Public Comment

The New Parking Proposals

Doris Nassiry, Elmwood resident since 1963
Sunday December 05, 2021 - 08:22:00 PM

There is an effort afoot launched by Berkeley’s Traffic Engineering Department to implement many changes to the existing parking rules in many areas of Berkeley. It's called: “goBerkeley Smart Space Project" and is being marketed as a pilot project. One of the areas which would be greatly impacted by this project is the Elmwood. The project is being marketed as an experiment, and proponents claim that it would be temporary, but over the years we’ve seen that this kind of promise often is not kept, i.e. whatever allegedly short-term changes are implemented generally become permanent, even when the promoters of the changes had claimed they were temporary.

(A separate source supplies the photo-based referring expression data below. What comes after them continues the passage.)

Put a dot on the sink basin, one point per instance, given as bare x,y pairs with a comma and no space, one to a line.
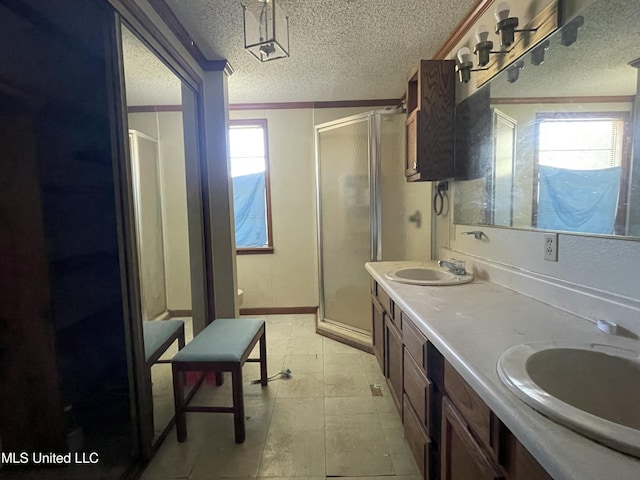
427,276
591,388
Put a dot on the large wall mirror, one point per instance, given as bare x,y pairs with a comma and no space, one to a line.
550,145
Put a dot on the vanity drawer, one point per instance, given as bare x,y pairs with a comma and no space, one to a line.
475,412
417,439
389,307
415,343
418,390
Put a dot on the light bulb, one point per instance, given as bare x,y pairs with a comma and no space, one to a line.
501,12
482,33
464,55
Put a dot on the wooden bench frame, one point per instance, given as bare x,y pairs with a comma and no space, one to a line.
182,405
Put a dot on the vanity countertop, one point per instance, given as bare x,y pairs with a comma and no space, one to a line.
472,325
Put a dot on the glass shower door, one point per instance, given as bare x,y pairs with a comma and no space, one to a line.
345,231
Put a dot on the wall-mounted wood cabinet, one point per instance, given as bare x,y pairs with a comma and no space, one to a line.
430,121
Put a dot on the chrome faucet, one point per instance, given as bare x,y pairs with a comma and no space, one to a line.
454,266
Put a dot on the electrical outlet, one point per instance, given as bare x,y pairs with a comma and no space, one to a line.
551,247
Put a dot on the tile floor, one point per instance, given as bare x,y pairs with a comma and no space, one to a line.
322,422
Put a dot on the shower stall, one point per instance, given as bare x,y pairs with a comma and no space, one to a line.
359,161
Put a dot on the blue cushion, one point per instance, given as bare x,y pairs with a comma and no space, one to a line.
224,340
156,332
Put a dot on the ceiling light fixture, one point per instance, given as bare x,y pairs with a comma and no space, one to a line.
506,25
266,30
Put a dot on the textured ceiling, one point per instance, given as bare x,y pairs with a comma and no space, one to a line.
148,81
340,49
597,64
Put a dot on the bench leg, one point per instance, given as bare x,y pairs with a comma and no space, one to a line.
263,359
238,403
178,400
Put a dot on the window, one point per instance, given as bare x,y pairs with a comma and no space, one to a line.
249,157
590,152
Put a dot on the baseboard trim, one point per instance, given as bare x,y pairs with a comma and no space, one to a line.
277,310
340,334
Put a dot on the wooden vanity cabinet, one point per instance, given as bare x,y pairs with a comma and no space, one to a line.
430,121
377,315
394,362
462,456
475,443
452,433
387,340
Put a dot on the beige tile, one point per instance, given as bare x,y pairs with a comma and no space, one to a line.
176,460
293,454
360,421
298,414
395,477
331,346
404,463
230,460
349,405
347,384
304,363
302,385
357,453
251,370
385,404
306,345
342,363
390,420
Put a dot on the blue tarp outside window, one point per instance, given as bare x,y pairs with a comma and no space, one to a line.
250,210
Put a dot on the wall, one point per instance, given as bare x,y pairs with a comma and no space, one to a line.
167,128
289,276
594,276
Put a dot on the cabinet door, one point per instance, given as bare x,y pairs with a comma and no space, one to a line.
416,438
462,456
394,362
377,315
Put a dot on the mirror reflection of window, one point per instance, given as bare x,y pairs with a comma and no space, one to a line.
248,152
582,161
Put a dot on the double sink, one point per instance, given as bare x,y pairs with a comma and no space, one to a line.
593,389
427,276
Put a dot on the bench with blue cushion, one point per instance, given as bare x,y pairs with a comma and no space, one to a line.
223,346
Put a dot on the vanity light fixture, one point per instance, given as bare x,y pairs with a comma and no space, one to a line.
266,30
484,45
513,72
569,33
464,66
506,25
537,54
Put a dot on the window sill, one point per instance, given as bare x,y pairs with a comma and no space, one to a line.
254,251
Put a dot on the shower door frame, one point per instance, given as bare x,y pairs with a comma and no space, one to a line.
339,331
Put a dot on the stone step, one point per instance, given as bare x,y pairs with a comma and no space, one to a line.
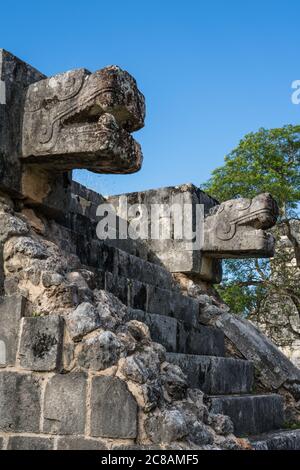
250,414
215,375
178,337
284,439
152,299
78,236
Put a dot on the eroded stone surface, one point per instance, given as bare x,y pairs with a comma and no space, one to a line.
64,404
114,409
273,366
19,402
41,343
236,228
80,443
82,120
30,443
11,311
83,320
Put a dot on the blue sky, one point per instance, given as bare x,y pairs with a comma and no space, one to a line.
211,71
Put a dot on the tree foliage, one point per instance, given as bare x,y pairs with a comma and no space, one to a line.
265,161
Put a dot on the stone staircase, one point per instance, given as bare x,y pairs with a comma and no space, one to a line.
173,320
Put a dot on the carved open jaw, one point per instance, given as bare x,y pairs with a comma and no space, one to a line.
236,229
83,120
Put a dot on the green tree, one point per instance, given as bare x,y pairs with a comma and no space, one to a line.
264,161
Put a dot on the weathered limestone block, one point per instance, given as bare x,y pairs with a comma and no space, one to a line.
175,254
15,76
82,120
100,351
30,443
41,343
80,443
236,228
114,409
83,320
65,404
11,311
273,366
166,427
19,402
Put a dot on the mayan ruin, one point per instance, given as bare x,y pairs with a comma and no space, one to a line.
122,344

Now we’re hearing that the online presentation given by the City is being postponed. No postponement will make these plans any more acceptable. The experimental proposals are unacceptable now and will always be unacceptable. 

The project schedule was going to take public comments in Fall 2021 (now), then go to the City Council next Spring 2022, and potentially launch next June 2022. In December 2022, the Department would (allegedly) collect data and conduct outreach on possible revisions/changes. In Spring 2023, a final report for the City Council and grant funder would be developed. Then, finally, in July 2023 the projects would ‘sunset’, unless the City Council decides to make the program permanent. 

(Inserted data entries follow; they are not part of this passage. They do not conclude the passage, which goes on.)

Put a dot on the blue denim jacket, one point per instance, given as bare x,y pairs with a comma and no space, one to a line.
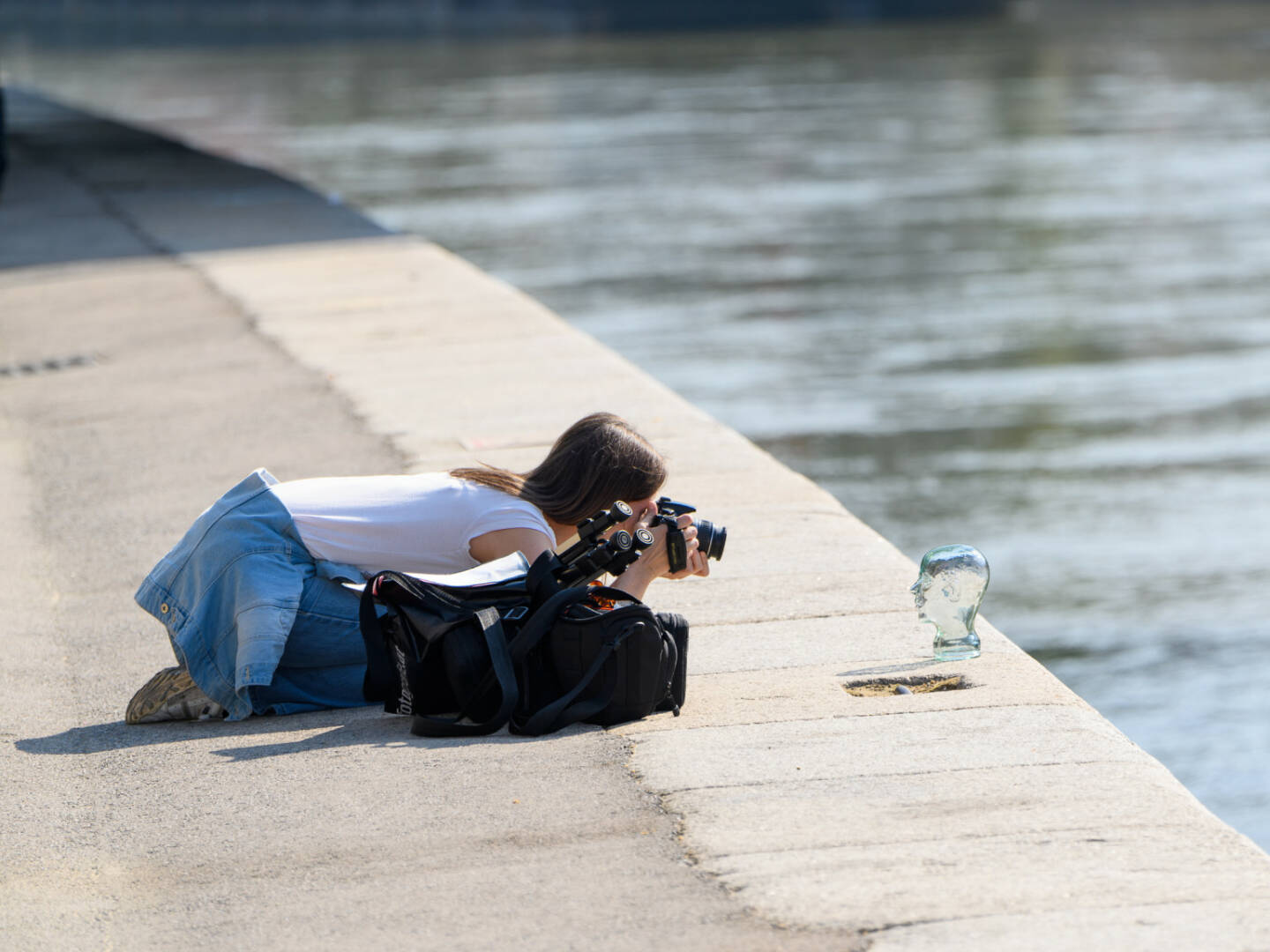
228,593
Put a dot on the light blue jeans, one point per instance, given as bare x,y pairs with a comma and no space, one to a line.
260,625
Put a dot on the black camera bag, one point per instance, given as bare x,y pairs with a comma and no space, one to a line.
467,660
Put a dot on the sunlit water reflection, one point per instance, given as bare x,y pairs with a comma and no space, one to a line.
990,283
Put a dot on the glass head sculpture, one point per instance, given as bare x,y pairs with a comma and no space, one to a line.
947,593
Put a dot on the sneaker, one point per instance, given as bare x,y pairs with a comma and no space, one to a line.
172,695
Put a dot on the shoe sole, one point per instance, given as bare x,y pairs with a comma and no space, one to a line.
158,693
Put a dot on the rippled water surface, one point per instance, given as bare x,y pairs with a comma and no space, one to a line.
1002,283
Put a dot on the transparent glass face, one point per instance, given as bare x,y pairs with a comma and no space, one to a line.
947,593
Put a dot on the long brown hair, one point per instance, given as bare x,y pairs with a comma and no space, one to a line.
594,464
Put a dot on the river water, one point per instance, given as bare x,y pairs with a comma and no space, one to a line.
993,282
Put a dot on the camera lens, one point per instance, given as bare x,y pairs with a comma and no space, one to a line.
710,539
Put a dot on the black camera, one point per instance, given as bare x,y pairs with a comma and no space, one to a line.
710,539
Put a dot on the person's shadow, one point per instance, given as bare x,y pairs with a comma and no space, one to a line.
355,726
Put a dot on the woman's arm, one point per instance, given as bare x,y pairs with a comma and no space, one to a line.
502,542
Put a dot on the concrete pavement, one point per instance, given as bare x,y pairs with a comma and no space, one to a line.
235,320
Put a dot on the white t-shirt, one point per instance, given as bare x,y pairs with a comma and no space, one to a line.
422,524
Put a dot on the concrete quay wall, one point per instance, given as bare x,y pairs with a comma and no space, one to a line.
234,319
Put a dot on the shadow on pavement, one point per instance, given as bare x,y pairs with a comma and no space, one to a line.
347,727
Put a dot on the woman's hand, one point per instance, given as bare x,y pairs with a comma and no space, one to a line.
654,562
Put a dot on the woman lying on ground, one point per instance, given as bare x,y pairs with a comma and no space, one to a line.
253,598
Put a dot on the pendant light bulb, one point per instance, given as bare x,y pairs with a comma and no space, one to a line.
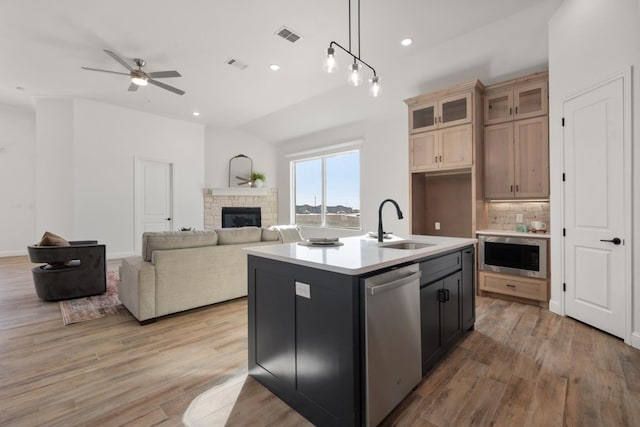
330,64
355,76
374,88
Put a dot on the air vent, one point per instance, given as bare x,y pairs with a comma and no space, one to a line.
237,64
288,34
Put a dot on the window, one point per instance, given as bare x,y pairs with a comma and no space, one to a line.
327,190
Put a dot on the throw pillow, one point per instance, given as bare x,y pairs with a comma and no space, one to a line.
51,239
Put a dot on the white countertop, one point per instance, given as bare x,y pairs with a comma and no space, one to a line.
510,233
359,254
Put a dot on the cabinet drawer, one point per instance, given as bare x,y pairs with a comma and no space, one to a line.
437,268
508,285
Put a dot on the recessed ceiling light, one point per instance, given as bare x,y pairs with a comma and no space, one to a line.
406,42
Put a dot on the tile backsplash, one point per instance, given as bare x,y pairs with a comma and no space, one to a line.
502,215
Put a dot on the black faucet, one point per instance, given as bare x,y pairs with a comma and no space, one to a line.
380,232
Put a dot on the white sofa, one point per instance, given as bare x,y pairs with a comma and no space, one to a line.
187,269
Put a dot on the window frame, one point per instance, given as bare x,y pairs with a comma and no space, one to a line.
323,154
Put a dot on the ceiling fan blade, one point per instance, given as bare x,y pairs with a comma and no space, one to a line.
163,74
167,87
104,71
120,60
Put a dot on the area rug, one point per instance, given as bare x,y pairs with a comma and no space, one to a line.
95,307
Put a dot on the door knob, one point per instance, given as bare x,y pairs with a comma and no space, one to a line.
615,241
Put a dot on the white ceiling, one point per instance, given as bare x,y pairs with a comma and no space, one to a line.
43,44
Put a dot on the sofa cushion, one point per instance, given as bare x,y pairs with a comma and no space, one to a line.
233,236
51,239
157,241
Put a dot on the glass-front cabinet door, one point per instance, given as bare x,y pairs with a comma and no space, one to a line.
423,117
498,107
455,110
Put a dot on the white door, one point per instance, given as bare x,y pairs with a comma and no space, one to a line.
596,266
154,201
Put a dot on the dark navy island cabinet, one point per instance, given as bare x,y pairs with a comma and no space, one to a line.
306,330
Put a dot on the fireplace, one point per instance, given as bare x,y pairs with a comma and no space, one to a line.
241,217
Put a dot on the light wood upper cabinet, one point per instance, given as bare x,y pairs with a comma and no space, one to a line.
499,168
445,135
448,148
516,139
423,151
449,111
521,102
531,140
516,159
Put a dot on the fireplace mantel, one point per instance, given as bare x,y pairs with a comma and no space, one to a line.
236,191
217,198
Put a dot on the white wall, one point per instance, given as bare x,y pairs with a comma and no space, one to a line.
107,139
222,144
54,172
590,40
17,180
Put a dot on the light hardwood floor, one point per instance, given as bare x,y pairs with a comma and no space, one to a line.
521,366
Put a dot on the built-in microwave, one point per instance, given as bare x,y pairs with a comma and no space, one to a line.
513,255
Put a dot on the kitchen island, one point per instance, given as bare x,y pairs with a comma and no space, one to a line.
311,339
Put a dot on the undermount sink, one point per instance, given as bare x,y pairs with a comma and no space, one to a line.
407,245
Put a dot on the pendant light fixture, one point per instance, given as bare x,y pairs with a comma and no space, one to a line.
354,75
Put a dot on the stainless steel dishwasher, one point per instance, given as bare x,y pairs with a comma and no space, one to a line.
393,350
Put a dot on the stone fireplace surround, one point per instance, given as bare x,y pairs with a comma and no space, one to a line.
217,198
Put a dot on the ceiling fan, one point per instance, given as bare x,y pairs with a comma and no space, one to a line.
139,77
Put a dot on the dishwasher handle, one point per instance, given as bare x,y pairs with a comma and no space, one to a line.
395,284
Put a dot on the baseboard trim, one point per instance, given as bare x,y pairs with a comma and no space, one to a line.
635,340
555,307
22,252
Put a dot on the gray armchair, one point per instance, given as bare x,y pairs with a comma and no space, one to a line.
74,271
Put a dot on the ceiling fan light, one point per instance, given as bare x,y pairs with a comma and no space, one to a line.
140,81
330,64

Social scientists have often said that Berkeley is the perfect-sized City for social experimentation to take hold. This experiment exemplifies this sad truth. These proposals are a major, unsolicited intrusion on the impacted residential neighborhoods. 

Several major questions arise: 

(1) Where would the revenue generated by these changes go? Is revenue enhancement to the City the underlying goal? Probably. 

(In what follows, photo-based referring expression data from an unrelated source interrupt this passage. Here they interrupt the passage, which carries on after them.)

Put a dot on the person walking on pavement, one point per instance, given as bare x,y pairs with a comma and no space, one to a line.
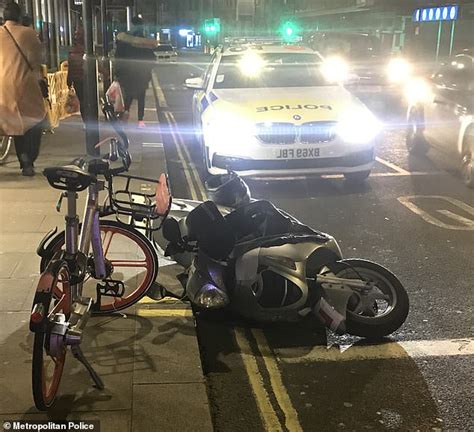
134,62
22,109
75,73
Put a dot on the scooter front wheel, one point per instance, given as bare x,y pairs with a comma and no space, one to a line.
379,310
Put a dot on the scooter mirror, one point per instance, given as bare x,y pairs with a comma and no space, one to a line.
171,231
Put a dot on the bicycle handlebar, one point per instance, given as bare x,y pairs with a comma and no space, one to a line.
119,146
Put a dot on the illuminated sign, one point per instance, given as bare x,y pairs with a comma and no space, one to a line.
439,13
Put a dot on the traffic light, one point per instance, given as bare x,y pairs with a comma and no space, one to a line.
289,31
212,26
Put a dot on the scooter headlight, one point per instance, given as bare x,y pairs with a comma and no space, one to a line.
211,297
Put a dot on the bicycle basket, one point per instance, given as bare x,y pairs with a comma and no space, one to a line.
134,202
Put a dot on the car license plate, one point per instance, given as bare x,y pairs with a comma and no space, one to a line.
298,153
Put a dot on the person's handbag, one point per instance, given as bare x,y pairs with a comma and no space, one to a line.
42,82
115,97
72,104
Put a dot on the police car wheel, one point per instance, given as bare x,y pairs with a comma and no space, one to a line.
467,163
357,177
204,158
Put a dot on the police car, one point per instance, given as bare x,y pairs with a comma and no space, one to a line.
280,110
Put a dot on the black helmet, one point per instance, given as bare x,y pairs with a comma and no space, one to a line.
228,190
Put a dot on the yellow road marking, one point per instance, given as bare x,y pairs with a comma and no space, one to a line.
267,413
164,300
391,350
392,166
291,416
151,313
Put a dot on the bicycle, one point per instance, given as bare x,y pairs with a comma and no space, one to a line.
60,309
5,144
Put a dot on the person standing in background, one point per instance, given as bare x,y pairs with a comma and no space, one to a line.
22,109
75,72
134,62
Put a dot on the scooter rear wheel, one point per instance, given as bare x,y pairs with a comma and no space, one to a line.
380,311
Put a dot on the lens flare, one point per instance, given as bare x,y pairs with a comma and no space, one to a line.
399,70
251,64
417,91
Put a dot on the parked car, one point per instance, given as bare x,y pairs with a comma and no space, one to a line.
377,72
263,109
441,113
166,53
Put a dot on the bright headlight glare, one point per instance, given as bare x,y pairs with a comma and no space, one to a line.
225,130
417,91
251,64
335,69
358,126
399,70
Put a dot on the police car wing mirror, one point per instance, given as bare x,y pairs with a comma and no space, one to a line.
194,83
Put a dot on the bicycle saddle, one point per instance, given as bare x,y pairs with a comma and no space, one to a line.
68,177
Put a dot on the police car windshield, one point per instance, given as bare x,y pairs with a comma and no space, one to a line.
277,70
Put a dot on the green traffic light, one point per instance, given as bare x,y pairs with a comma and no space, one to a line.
289,30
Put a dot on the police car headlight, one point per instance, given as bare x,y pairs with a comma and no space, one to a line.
358,126
224,130
399,70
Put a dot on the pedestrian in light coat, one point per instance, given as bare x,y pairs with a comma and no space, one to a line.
22,109
133,65
75,71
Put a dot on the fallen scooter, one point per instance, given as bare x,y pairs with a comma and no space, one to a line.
265,265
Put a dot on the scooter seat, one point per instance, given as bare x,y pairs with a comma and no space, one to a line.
276,240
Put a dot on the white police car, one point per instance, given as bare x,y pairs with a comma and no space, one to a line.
280,110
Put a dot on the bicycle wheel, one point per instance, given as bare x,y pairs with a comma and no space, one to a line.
49,349
130,258
5,144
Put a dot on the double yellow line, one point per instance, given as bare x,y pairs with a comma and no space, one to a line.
267,411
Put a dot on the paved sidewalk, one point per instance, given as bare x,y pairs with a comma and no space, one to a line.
148,357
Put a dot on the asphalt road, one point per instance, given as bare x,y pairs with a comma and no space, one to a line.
414,216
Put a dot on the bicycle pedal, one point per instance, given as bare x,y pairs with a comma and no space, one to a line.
111,288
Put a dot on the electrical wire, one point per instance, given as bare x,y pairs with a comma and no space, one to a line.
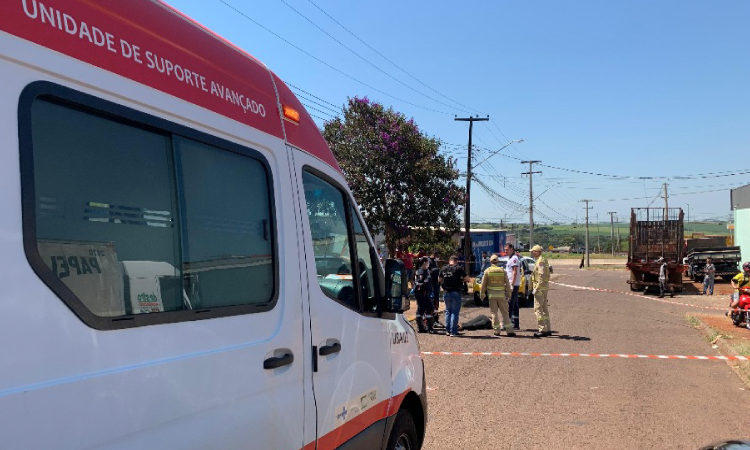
376,67
311,95
335,69
391,62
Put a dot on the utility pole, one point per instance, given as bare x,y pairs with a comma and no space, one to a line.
612,233
467,209
618,234
666,219
531,173
588,261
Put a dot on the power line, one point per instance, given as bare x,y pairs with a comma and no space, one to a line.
322,105
311,95
376,67
329,65
318,110
391,62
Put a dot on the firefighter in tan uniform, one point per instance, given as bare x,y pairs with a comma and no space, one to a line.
540,284
496,285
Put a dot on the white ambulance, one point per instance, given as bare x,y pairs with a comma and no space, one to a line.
183,265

(2) Were these changes/proposals launched by public demand from the local businesses and/or residents? The answer: NO 

(3) What are the criteria to evaluate whether this experiment succeeds or fails? 

(4) RPP (Residential Parking Permit) Area ‘L’ would no longer allow all day free parking on Saturdays; this by definition would have negative impact on shoppers in the Elmwood as well as employees of the shops/restaurants. Eliminating the current allowance of two-hour parking without the risk of a parking ticket is punitive to the hard-working hourly workers who are the sustenance of our businesses in the Elmwood; the change burdens the workers and the employers with the proposed hourly or daily fees being required. 

(5) This public policy experiment doesn’t consider the public’s opinion at all. The promoters of these policy changes say they’d like input, but there’s no promise that the public’s input would be considered in their final design planning details. 

(6) The whole set of change proposals doesn’t take into account the local residents’ or merchants’ opinions; the merchants depend on shoppers enjoying College Avenue offerings. We should encourage as many people as possible to enjoy patronizing the Elmwood shops without having to pay to park on our neighborhood streets. 

(7) This set of proposals is being forced upon us. It’s deeply flawed, unfair public policy. I join many other residents of the Elmwood and strong supporters of our valued merchants in feeling like we're unwitting test subjects of this deeply flawed lab experiment. The ideas are ill-conceived, punitive and unfair to the businesses and the residents.